Elle a partagé le cas d’une patiente de 34 ans atteinte d’un cancer du sein métastatique. Malgré un contexte de traumatisme et d’isolement familial, le traitement avait permis de réduire significativement la maladie. Cependant, lors d’une infection à la COVID-19, la patiente a présenté des symptômes neurologiques (bégaiement, tremblements) qui ont été mis sur le compte de l’anxiété. Ce n’est qu’après l’insistance d’Elizabeth Comen pour une consultation neurologique que la situation a pu être réévaluée. Comen a alors partagé une autre observation troublante : une autre patiente COVID, sans antécédents d’anxiété, s’automutilait physiquement. Ces cas ont soulevé des questions sur les atteintes neurologiques potentiellement ignorées chez les femmes, rappelant d’autres situations, comme l’endométriose, où les symptômes sont trop souvent attribués à un « tout est dans votre tête », faute d’investissements suffisants pour comprendre ces pathologies.

Le tableau de la santé féminine n’est cependant pas entièrement sombre.

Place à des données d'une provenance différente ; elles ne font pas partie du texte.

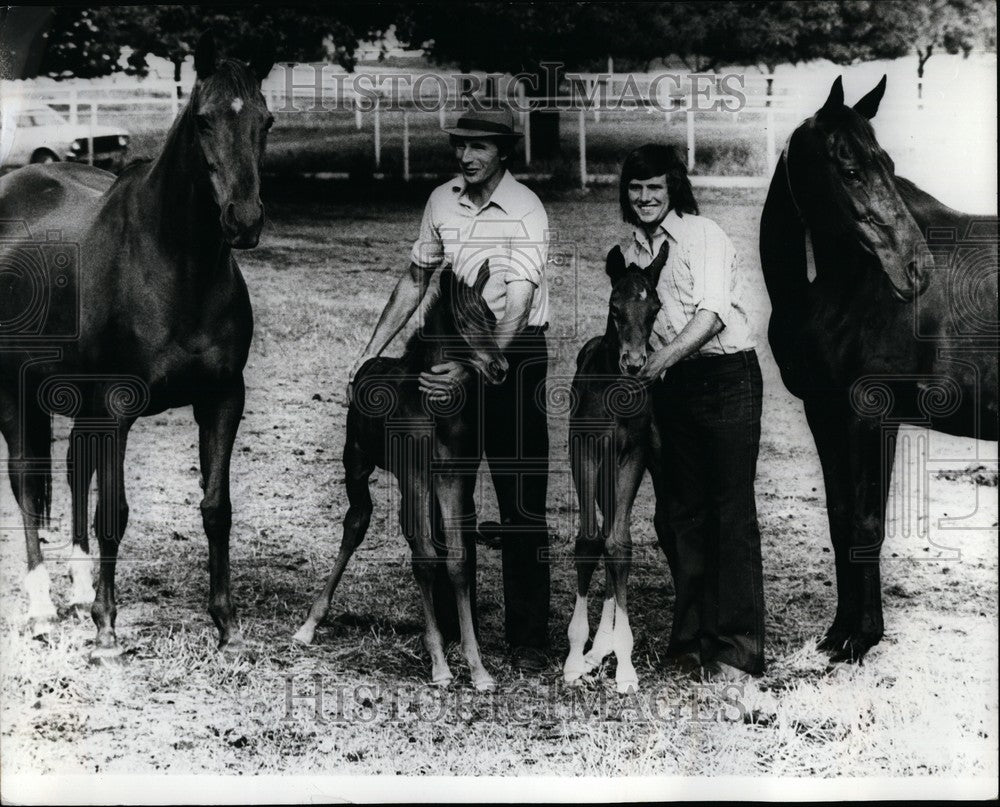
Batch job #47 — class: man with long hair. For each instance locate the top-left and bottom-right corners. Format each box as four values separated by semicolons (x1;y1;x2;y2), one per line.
619;144;764;679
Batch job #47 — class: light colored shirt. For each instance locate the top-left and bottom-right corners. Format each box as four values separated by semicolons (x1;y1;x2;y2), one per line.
622;210;755;356
410;171;549;326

Les avancées ayant amélioré la santé de la population en général, telles que l’assainissement, la vaccination et les antibiotiques, ont également bénéficié aux femmes. Ces dernières jouissent d’une espérance de vie plus longue que les hommes à l’échelle mondiale. Deborah Kado, professeure de médecine et cheffe de la recherche gériatrique à la faculté de médecine de l’université de Stanford, a précisé qu’une jeune fille née aujourd’hui peut espérer vivre jusqu’à 100 ans, soit des décennies de plus qu’il y a un siècle. Néanmoins, cette longévité accrue a un revers : les femmes peuvent s’attendre à passer 12 à 15 années de leur vie en mauvaise santé, une période significativement plus longue que celle des hommes.

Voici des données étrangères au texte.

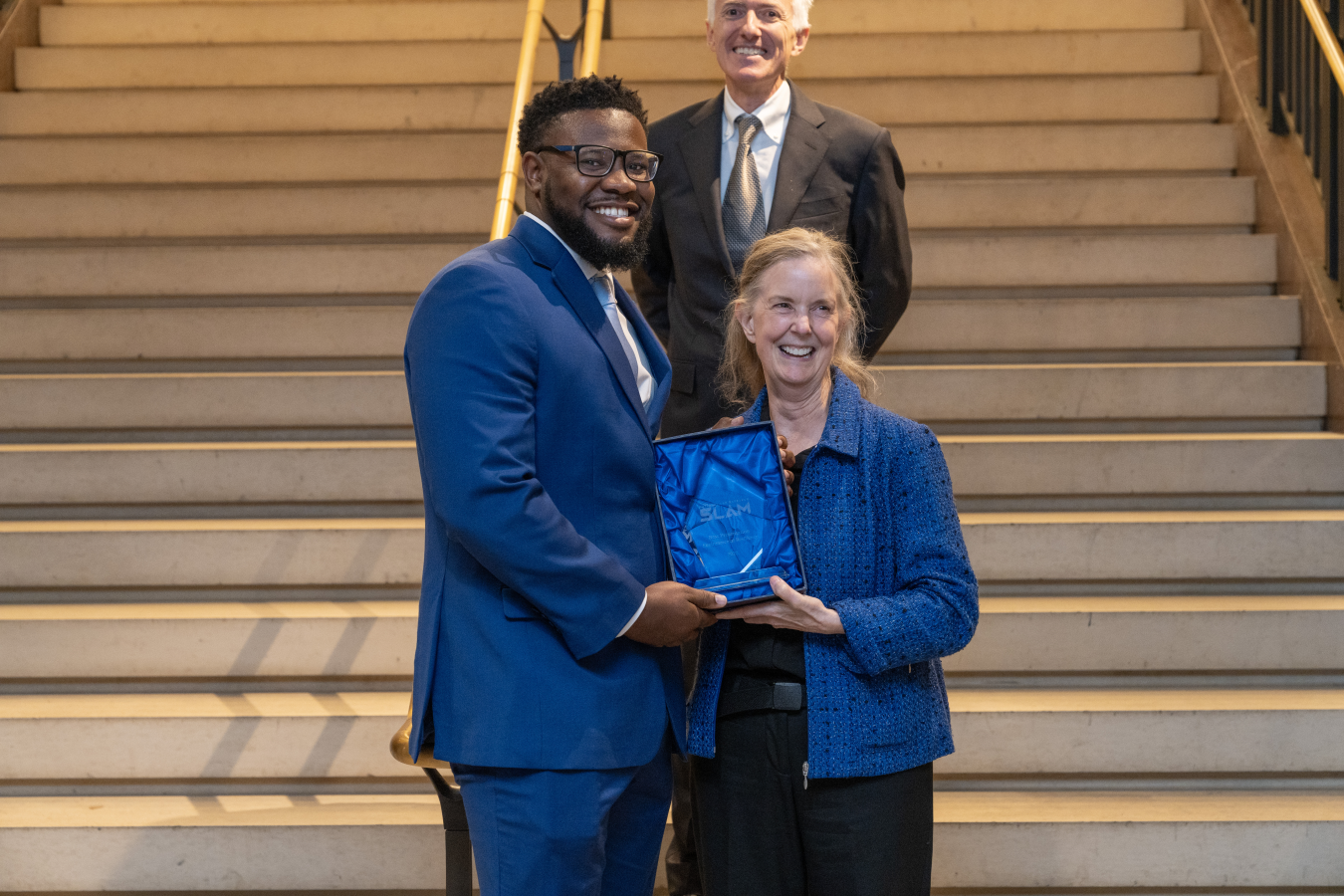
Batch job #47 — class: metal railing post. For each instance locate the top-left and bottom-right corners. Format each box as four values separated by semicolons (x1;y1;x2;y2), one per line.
425;769;472;896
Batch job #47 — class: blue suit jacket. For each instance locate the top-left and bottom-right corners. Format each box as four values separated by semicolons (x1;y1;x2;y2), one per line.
404;218;686;769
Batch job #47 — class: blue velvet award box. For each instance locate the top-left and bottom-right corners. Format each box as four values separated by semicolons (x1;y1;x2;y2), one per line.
653;422;807;606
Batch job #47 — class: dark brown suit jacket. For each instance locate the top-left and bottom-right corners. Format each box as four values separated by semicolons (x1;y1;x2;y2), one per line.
634;85;910;435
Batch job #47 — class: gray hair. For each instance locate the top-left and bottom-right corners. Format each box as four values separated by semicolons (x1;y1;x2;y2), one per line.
706;0;811;30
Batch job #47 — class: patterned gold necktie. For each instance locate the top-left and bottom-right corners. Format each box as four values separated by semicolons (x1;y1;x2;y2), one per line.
723;115;765;274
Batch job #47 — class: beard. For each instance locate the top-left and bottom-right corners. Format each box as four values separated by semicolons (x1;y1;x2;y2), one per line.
542;184;653;270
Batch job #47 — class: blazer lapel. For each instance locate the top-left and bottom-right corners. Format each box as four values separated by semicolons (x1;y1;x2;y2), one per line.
512;218;647;430
677;92;733;272
615;284;672;438
767;81;830;234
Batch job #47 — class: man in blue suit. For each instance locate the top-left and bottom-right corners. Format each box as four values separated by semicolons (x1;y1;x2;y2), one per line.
404;77;723;896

Colin Hill, co-fondateur et PDG d’Aitia, une entreprise spécialisée dans l’utilisation de l’intelligence artificielle (IA) pour le développement de nouvelles thérapies, a exprimé un optimisme prudent quant à l’avenir. Il a rappelé que la science médicale ne comprend actuellement les mécanismes fondamentaux des maladies – l’interaction entre gènes et protéines – que pour environ 5% des pathologies. Les puissants outils d’IA développés et déployés aujourd’hui ont le potentiel de révolutionner le paysage médical et d’améliorer notre compréhension des 95% restants.

« Nous sommes maintenant au bord d’un véritable changement dans un certain nombre de maladies, en particulier celles qui touchent particulièrement les femmes, parce que nous avons maintenant la possibilité de commencer à procéder à une ingénierie inverse du système complexe actuel d’interactions de gènes et de protéines qui déterminent les résultats cliniques », a conclu Hill.